Well, okay, Chaney may have overstated a bit on "failing" the student. No one can know the outcomes of their actions exactly, and no one can "save" anyone from academic failure without sufficient cooperation from the "victim." But I still think Chaney was right in recognizing the flaws of the "critical gesture" approach.

"Amy"

Teacher: Gabe Isackson e-mail: gisackson@spsmail.org said...

Wow! Powerful stuff - to be specific. A teacher should always delve into the possibilities, but you have to stop somewhere. So at what point are you doing the work others should take over - true dat.

Teacher: Gabe Isackson e-mail: gisackson@spsmail.org said...

I think of it in terms of, "I support the war, but not the troops." :)
Great words from a great man. (lol)

scoutnell7 said...

I was also baffled by Chaney feeling bad about making the student write in her writing class. I also found it confusing that a student would be so against writing and have chosen to attend a liberal arts college. There are other types of schools with programs that focus much less on writing than at a liberal arts university.

Pollyanna said...

“it was unfortunately not within my power to stop assigning writing in the writing classroom and take up some other topic Amber found more practical” (35).

This would be absurd only if you understand the tone to be totally, uncomplicatedly earnest. I don't think it is.

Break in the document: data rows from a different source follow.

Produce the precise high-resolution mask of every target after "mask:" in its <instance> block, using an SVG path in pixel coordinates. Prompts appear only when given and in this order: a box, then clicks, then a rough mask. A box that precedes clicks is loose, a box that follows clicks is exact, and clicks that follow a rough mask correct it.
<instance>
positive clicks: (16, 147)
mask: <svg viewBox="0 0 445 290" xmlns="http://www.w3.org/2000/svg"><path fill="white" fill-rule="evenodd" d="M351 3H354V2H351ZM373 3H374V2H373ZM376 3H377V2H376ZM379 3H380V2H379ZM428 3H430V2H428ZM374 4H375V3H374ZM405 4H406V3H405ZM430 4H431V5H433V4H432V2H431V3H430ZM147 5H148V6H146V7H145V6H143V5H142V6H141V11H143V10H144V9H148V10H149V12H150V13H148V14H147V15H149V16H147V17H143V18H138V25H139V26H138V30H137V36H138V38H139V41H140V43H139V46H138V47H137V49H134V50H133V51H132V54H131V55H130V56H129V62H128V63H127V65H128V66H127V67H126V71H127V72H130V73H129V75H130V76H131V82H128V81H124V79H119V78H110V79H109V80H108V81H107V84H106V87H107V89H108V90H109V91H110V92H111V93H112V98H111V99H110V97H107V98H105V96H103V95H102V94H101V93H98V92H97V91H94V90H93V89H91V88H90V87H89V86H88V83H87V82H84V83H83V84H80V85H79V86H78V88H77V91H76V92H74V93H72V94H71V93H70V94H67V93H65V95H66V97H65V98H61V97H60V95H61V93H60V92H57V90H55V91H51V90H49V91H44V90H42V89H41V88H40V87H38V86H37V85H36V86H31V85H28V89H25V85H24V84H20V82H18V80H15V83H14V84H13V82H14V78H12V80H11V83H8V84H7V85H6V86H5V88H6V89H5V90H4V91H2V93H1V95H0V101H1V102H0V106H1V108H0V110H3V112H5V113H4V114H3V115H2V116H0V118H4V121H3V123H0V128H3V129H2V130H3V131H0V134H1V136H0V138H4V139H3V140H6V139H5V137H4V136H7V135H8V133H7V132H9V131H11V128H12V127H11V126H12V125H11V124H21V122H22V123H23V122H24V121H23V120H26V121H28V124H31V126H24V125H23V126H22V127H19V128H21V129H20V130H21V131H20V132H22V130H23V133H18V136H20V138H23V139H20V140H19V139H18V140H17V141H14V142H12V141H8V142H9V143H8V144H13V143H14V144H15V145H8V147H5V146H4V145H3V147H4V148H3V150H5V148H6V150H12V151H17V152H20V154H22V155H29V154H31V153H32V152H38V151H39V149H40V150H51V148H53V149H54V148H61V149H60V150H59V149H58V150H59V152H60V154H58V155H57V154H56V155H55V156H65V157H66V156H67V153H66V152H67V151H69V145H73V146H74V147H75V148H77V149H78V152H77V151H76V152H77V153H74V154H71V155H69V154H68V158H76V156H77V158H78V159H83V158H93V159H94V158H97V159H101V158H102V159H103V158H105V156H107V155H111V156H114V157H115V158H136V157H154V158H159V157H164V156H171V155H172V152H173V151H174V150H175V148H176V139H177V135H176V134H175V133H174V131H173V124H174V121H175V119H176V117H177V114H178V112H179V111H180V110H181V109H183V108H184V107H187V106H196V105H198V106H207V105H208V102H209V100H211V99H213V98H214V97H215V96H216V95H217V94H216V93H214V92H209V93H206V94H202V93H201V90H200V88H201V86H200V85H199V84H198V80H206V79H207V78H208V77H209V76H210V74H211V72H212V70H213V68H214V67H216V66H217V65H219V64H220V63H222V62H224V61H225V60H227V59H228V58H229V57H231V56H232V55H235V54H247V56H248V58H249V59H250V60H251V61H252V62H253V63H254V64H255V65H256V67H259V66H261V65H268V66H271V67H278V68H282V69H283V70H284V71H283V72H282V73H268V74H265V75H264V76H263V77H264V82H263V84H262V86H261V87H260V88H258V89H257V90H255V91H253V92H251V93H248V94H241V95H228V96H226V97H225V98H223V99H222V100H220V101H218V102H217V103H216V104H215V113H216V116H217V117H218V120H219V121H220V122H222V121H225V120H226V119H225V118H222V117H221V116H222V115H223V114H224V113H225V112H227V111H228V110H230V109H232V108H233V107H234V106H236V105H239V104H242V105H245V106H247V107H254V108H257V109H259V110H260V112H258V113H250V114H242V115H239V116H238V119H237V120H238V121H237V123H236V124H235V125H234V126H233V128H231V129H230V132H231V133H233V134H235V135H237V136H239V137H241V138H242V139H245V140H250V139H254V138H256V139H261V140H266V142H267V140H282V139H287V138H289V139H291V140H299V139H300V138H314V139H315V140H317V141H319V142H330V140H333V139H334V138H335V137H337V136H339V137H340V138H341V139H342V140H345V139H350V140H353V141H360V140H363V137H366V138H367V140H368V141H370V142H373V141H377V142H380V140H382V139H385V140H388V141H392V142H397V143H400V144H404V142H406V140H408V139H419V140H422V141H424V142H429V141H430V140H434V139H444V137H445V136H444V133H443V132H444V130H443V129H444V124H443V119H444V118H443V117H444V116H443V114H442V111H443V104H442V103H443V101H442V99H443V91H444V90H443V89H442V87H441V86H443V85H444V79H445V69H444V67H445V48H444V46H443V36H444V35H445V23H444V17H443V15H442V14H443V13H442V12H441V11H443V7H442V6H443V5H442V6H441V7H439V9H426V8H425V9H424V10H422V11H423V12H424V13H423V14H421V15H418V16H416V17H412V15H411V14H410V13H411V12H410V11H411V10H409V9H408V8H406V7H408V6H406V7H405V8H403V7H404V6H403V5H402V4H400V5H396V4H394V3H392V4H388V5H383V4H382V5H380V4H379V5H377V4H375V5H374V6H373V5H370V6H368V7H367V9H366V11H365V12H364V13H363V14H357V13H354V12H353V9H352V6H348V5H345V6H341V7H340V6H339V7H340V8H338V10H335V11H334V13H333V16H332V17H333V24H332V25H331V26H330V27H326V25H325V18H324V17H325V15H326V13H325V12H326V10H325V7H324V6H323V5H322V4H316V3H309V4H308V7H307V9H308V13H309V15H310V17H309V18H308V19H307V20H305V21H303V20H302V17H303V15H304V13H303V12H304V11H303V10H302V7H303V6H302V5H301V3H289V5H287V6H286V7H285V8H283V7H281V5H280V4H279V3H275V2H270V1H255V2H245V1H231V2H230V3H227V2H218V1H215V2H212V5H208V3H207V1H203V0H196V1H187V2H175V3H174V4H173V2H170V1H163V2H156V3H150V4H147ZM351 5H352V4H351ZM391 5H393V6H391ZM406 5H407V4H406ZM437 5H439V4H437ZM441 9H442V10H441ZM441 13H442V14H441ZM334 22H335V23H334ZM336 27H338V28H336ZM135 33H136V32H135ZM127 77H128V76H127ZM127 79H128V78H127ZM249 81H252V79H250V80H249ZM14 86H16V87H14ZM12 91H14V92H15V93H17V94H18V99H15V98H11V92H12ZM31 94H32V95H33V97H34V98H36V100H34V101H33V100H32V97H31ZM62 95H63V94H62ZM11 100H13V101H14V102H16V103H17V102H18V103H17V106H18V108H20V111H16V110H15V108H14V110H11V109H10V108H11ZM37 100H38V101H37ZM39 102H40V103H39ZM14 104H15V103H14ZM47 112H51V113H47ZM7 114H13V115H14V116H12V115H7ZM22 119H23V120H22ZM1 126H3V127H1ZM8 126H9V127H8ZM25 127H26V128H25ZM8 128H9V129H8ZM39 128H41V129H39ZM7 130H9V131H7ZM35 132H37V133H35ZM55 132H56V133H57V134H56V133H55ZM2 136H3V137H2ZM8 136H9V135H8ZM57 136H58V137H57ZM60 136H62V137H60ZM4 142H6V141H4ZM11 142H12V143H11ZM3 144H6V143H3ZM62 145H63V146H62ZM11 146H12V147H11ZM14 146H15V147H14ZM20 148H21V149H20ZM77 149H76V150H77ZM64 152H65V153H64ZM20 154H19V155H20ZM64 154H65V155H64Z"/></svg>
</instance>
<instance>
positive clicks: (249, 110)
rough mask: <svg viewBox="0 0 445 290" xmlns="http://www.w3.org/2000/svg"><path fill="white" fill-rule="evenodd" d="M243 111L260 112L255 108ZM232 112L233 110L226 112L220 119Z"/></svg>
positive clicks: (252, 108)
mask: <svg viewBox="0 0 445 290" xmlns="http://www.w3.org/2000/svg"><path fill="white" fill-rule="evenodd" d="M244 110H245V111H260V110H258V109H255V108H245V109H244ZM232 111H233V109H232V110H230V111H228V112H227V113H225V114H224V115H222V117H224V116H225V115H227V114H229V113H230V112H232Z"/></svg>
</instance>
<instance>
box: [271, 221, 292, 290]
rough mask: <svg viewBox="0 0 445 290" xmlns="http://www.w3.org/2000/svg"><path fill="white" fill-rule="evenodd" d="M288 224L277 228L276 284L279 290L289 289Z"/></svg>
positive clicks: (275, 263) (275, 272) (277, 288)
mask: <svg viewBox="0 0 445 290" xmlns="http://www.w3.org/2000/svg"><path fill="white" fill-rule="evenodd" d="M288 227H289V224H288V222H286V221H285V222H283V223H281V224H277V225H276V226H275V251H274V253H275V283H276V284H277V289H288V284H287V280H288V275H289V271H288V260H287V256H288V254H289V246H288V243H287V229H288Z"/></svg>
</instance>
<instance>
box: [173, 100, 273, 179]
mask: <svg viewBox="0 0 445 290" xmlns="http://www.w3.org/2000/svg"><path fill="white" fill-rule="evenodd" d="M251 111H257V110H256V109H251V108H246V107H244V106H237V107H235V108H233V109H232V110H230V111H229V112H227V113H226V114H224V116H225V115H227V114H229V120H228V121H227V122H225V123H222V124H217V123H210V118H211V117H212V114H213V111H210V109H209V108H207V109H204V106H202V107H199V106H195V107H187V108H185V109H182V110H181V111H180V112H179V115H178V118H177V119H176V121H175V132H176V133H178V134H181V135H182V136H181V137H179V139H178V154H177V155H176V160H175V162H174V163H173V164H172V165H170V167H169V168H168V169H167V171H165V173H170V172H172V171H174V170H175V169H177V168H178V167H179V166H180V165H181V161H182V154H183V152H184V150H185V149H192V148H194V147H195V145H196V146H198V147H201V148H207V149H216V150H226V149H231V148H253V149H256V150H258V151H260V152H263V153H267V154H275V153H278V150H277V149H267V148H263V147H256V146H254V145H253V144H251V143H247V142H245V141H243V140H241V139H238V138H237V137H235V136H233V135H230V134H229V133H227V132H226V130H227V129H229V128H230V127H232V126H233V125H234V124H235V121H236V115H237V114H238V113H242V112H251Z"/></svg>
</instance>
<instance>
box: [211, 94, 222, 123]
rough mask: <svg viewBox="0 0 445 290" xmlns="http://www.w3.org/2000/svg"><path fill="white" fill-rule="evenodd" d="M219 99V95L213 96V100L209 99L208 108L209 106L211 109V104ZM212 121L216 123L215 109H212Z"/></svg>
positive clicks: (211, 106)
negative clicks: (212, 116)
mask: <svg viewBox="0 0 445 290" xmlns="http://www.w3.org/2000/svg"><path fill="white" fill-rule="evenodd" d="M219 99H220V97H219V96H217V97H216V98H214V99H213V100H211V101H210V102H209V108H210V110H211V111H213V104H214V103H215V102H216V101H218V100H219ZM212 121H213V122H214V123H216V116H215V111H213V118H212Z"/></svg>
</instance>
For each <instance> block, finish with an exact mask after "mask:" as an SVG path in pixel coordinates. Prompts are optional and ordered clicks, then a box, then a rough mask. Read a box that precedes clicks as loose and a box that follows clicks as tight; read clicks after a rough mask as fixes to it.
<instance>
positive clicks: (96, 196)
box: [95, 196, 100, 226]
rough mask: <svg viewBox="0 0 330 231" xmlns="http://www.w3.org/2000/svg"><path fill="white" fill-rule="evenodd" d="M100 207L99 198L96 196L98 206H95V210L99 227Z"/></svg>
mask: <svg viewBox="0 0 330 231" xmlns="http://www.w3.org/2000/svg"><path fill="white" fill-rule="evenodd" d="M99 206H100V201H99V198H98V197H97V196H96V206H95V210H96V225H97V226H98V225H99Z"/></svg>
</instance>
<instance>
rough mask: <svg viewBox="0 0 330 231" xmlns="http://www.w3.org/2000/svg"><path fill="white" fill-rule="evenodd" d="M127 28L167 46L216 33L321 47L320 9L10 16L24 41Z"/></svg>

I appreciate your observations, Bearded Fury, but I think your comments are overly invested in seeing the individual case of Amber as just that, an individual case. In the article, the individual case is being used as anecdotal evidence to speak back to a body of scholarship on resistance.

In making your comments without fully placing the anecdote of Amber in its context (both within the theoretical frame provided by Chaney, and within the larger discussions of resistance in the field) you are changing the terms of what the author was actually trying to write about.

PS: I don't think all students feel themselves to be "electively" in college, as you optimistically, and rather naively, suggest.